- Organism: Mus musculus
- Mode: Genome editing
- Developer: Colossal Biosciences
- Trait(s) conferred: Woolly coat; Elongated hair; Golden-brown fur; Cold tolerance; Curly whiskers; altered metabolism;

= Woolly mouse =

Variety of genetically modified laboratory mice

The woolly mouse is a variety of genetically modified laboratory mice created in 2024 by Colossal Biosciences as part of a proof-of-concept in de-extinction of the woolly mammoth through genetically modifying its closest living relative. The mice feature mammoth-inspired traits which include dense woolly coats, altered metabolism and other genetic modifications aimed at cold tolerance.

== Background ==
Colossal Biosciences, an American biotechnology company, initiated the woolly mouse project as part of their broader woolly mammoth de-extinction program. The company made efforts to restore woolly mammoths through genetic engineering of Asian elephants by introducing mammoth-like traits that would allow the resulting species to survive in cold environments.

The company proposed that herds of genetically modified elephants with mammoth-like traits could help mitigate climate change through their impact on Arctic ecosystems. According to the company's hypothesis, these creatures would graze in ways that promote grassland development in tundra regions and reduce permafrost thaw, thus decreasing the release of carbon dioxide from permafrost melt.

The research was announced on March 4, 2025, with the company stating their intention to produce the first genetically modified elephant calf with mammoth characteristics by the end of 2028. The unreviewed preprint covering this project was published in the same day of its announcement.

== Development ==
The research team employed genome editing techniques such as CRISPR gene editing to develop the woolly mouse, including the direct genetic modification of 7 genes in fertilized mouse egg and the modification of 5 genes through embryonic mouse stem cells, which were then injected into mouse embryos. This was followed with the implantation of modified embryos into surrogate mice. Mice were chosen as a test subject due to their fast gestation and ease of development.

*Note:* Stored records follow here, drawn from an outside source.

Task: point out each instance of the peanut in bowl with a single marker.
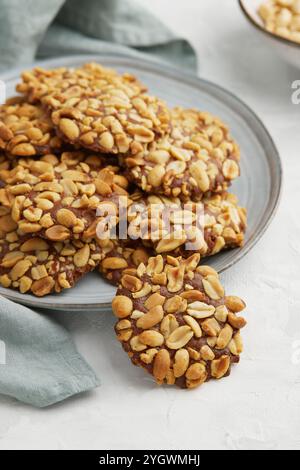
(278, 23)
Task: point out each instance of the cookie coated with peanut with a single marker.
(35, 265)
(175, 321)
(196, 157)
(168, 225)
(96, 108)
(26, 129)
(282, 17)
(57, 197)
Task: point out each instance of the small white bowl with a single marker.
(289, 50)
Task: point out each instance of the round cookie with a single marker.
(26, 129)
(198, 156)
(63, 197)
(169, 225)
(175, 321)
(122, 257)
(37, 266)
(97, 108)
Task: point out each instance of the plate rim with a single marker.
(191, 80)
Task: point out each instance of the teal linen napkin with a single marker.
(30, 29)
(39, 363)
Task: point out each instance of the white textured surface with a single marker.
(258, 407)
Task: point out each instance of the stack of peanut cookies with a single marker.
(95, 173)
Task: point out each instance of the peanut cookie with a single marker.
(282, 17)
(26, 129)
(64, 197)
(175, 321)
(197, 156)
(123, 257)
(37, 266)
(170, 226)
(97, 108)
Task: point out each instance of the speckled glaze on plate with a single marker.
(258, 188)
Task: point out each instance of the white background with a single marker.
(258, 406)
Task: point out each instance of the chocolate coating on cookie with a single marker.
(123, 257)
(27, 130)
(175, 321)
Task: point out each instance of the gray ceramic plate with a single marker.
(258, 188)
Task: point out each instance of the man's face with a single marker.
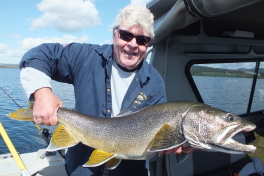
(128, 54)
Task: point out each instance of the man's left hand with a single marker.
(177, 150)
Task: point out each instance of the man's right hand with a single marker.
(46, 106)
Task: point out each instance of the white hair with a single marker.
(137, 15)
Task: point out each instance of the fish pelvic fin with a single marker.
(22, 114)
(113, 163)
(61, 138)
(166, 138)
(99, 157)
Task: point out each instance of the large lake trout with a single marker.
(138, 135)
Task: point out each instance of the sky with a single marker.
(26, 24)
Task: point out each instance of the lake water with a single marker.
(230, 94)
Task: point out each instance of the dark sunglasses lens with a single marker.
(127, 36)
(142, 40)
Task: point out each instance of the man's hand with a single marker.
(46, 106)
(177, 150)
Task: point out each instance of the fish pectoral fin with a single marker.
(98, 157)
(166, 138)
(61, 138)
(181, 157)
(22, 114)
(113, 163)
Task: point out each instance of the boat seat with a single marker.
(201, 162)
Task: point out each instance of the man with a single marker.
(107, 79)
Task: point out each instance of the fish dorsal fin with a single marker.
(113, 163)
(98, 157)
(166, 138)
(61, 138)
(22, 114)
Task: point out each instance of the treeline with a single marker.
(218, 72)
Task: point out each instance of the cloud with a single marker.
(66, 15)
(9, 55)
(29, 43)
(13, 36)
(13, 56)
(139, 2)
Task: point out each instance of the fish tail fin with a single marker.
(22, 114)
(61, 138)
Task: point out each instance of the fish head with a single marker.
(209, 128)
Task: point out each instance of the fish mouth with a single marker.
(226, 144)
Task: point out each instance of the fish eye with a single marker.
(229, 117)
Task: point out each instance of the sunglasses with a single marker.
(128, 36)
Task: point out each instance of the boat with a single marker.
(193, 39)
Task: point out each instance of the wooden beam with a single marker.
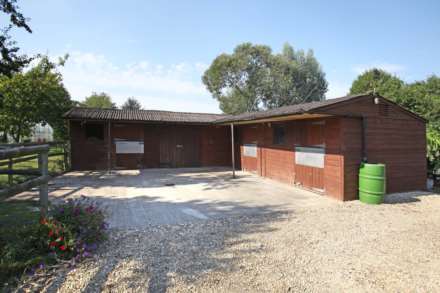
(15, 189)
(20, 172)
(109, 147)
(10, 176)
(23, 150)
(280, 118)
(19, 160)
(233, 150)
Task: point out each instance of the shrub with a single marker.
(85, 221)
(73, 230)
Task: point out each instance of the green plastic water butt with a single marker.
(371, 183)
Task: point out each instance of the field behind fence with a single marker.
(58, 163)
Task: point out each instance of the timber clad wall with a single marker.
(393, 137)
(326, 138)
(164, 146)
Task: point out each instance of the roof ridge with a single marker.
(142, 110)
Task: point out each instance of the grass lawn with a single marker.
(56, 165)
(18, 220)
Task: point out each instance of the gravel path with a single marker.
(346, 247)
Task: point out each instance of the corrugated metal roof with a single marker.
(140, 115)
(206, 118)
(286, 110)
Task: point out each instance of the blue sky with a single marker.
(157, 51)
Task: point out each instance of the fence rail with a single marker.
(42, 152)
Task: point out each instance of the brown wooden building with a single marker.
(316, 145)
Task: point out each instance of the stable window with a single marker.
(250, 150)
(95, 131)
(279, 135)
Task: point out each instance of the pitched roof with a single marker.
(206, 118)
(141, 115)
(286, 110)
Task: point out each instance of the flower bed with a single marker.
(72, 231)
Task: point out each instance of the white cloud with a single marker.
(389, 67)
(337, 89)
(175, 87)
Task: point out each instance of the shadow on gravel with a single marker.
(214, 178)
(407, 197)
(165, 253)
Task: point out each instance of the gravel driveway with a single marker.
(137, 198)
(333, 247)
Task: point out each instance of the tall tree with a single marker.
(252, 78)
(379, 81)
(421, 97)
(35, 96)
(131, 104)
(99, 100)
(11, 61)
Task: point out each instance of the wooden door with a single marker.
(179, 147)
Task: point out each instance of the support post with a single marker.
(364, 140)
(43, 164)
(10, 176)
(233, 150)
(109, 148)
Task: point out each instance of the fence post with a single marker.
(43, 165)
(10, 176)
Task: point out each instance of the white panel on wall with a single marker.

The scientists targeted nine specific genes associated with hair characteristics (color, texture, length, pattern, and follicle development). Seven of the genes were selected based on previous knowledge of their influence on mouse coats, with the modifications designed to produce traits that would resemble mammoth features, such as golden-colored fur. This included FGF5 (fibroblast growth factor 5), that is involved with the hair growth cycle, and MC1R (melanocortin 1 receptor), involved in the regulation of melanin production. Two of the targeted genes had direct mammoth counterparts believed to contribute to the species's woolly coat. Additionally, the team modified a gene linked to lipid metabolism in mice that also existed in mammoths, hypothesizing that the modification might enhance cold adaptation.

While many of the experimental embryos did not develop into viable pups, all successfully birthed individuals were still alive as of March 2025, according to Colossal CSO Beth Shapiro. The successfully born mice exhibited woolly coats with elongated hair of about 5 cm in length, bearing a golden-brown coloration. The efficiency of genetic editing varied among specimens, with many individuals displaying 100% of the attempted genetic modifications. Notably, mice with the modified fat metabolism gene showed no significant difference in average body mass compared to those without this modification. As of the announcement, the team had not yet conducted behavioral tests to evaluate cold tolerance in the modified mice, though they expressed plans to do so in the coming months. The mice now reside in Colossal Biosciences laboratory in Dallas, Texas.

== Reception ==
Scientific reception to the project was generally mixed. Robin Lovell-Badge, head of the Francis Crick Institute's developmental genetics and stem cell biology fields, acknowledged the technical achievements involved in the genetic modification procedures, but highlighted several limitations. He stated that the research did not elucidate the mechanisms through which the genetic modifications produced different hair types or whether the modified mice actually exhibited enhanced cold tolerance, and did not address the substantially greater complexity involved in de-extinction of mammoths. Lovell-Badge questioned whether the financial resources directed toward de-extinction efforts might be better utilized in preventing extinctions of currently endangered species.

University of Sheffield palaeontologist Victoria Herridge emphasized that engineering a woolly mammoth-like elephant presents significantly greater challenges compared to mice. These included elephants bearing a much larger number of genes involved in the phenotype, having less understood genetic mechanisms, as well as the potential complications related to using an uncommon experimental animal as a surrogate. Concerns about the ethics of altering genes and using animals as test subjects have been raised regarding this project. According to Colossal Biosciences CEO Ben Lamm: “Besides the adorability factor – we did not factor in how cute they would be – now we have produced healthy living animals that have the exact phenotypes that we predicted, based on using ancient DNA and computational analysis in genome engineering,” Despite public interest Colossal Bioscience says they will not sell the woolly mouse, and that they will remain private for further de-extinction research.